Uno deja todo. Deja la familia, deja los amigos, deja la novia, deja la casa. Y no se da cuenta que hay otro montón de cosas que también se quedan atrás, y no se perciben tan fácil. Porque uno también deja las empanadas que se come en la esquina, la emisora que más le gusta, la ruta para ir al trabajo y la novela de televisión que estaba viendo. No más salsa de tomate Fruko, no más supermercados Éxito, ni pollo Kokorico, ni mochilas Toto, ni el tarrito rojo de JGB, ni el desodorante Yodora. Se abandona esa cotidianidad que es tan cómoda, que uno conoce y que está ahí, todos los días sin uno darse cuenta, con pequeños y deliciosos detalles que se empiezan a extrañar poco a poco.
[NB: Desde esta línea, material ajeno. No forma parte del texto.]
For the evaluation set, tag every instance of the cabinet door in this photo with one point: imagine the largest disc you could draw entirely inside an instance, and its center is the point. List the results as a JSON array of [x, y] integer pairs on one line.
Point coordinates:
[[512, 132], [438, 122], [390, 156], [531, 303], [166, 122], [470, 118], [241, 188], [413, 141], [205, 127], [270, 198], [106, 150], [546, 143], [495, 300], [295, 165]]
Uno lo nota poco, al principio. Porque apenas se baja del avión, todo es nuevo. Y eso que España no es tan diferente: al fin y al cabo fueron nuestros ancestros. Pero las cosas en Europa han cambiado. Sólo coger el metro es un asombro. Es uno de los más bonitos del continente, pero de eso no sabe nada uno cuando por primera vez intenta hacer pasar por los torniquetes de la entrada un par de esas maletas de trashumante, después de lidiar un rato con la máquina que vende los tiquetes, que te atiende en ocho lenguas. En el andén, la gente espera con respeto detrás de la raya amarilla, y un letrero de números digitales anuncia en cuántos minutos llega el siguiente metro. Y llega en el tiempo anunciado, lo cual es otra sorpresa frente a la típica impuntualidad latinoamericana.
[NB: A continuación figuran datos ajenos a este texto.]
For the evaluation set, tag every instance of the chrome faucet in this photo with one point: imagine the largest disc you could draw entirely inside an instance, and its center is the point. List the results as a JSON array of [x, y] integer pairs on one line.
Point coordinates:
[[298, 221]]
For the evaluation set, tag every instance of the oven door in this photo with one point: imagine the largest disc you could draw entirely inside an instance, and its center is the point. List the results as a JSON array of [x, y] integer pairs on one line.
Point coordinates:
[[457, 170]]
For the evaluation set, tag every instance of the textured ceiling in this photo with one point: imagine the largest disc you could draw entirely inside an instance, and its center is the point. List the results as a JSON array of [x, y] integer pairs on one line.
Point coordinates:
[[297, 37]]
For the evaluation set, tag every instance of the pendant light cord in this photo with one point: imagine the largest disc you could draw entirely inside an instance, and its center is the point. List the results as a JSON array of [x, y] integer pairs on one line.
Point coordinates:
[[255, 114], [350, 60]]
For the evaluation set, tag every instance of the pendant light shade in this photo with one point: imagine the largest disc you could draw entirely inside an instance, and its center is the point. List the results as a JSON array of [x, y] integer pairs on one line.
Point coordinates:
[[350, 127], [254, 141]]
Cuando aparece, ¡qué modernidad! Las puertas se abren con sólo darle a un botón, en un silbido suave que parece sacado de Star Trek. En el vagón hay televisores sin sonido que van presentando las últimas noticias. La gente ojea los periódicos gratuitos y los deja en la silla para que los demás puedan verlos también. Hay gente leyendo libros, y avisos con párrafos de libros para incentivar la lectura junto a las puertas. Y en las estaciones hay pequeñas bibliotecas: puedes sacar un libro de un sitio y devolverlo en otro.
Tras un ding dong, una voz por los altavoces anuncia que vamos a llegar a la siguiente parada: la estación de metro Colombia. ¡Colombia! ¡Uno se siente hasta importante, con ganas de decirle a los demás, «yo soy de allá»! Pero nadie se fija en uno, porque aquí la inmigración ha venido creciendo enormemente y todo está lleno de gente que viene de cualquier parte del mundo con sus maletas y con muchas ganas a buscarse la vida.
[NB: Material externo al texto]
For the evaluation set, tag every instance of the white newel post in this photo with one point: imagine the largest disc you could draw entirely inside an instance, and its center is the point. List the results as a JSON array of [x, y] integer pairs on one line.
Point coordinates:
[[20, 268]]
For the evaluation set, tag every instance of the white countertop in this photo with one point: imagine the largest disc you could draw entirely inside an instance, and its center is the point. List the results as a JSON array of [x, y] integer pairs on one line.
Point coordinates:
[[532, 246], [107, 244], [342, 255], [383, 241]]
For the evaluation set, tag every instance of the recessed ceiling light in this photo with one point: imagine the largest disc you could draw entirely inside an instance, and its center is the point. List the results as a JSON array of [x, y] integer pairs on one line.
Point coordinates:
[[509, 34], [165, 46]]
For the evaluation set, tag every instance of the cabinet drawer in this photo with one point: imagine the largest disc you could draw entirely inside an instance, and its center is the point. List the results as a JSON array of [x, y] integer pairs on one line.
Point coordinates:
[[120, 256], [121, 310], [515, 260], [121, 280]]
En fin, que uno es otro extranjero más, de los muchos que salen a todas horas del metro en la estación de la Puerta del Sol, en pleno centro de Madrid, donde está el Kilómetro Cero de todas las carreteras españolas, frente la sede del gobierno regional, junto al Oso y el Madroño que son el símbolo de la ciudad, y bajo el enorme letrero de Jerez Tío Pepe.
Y ahí es cuando uno de verdad sale a la luz del día tras horas de viaje en avión y se da cuenta de que está en Madrid, a ocho mil kilómetros de Bogotá, y que todas las cosas de su vida están a punto de cambiar para siempre.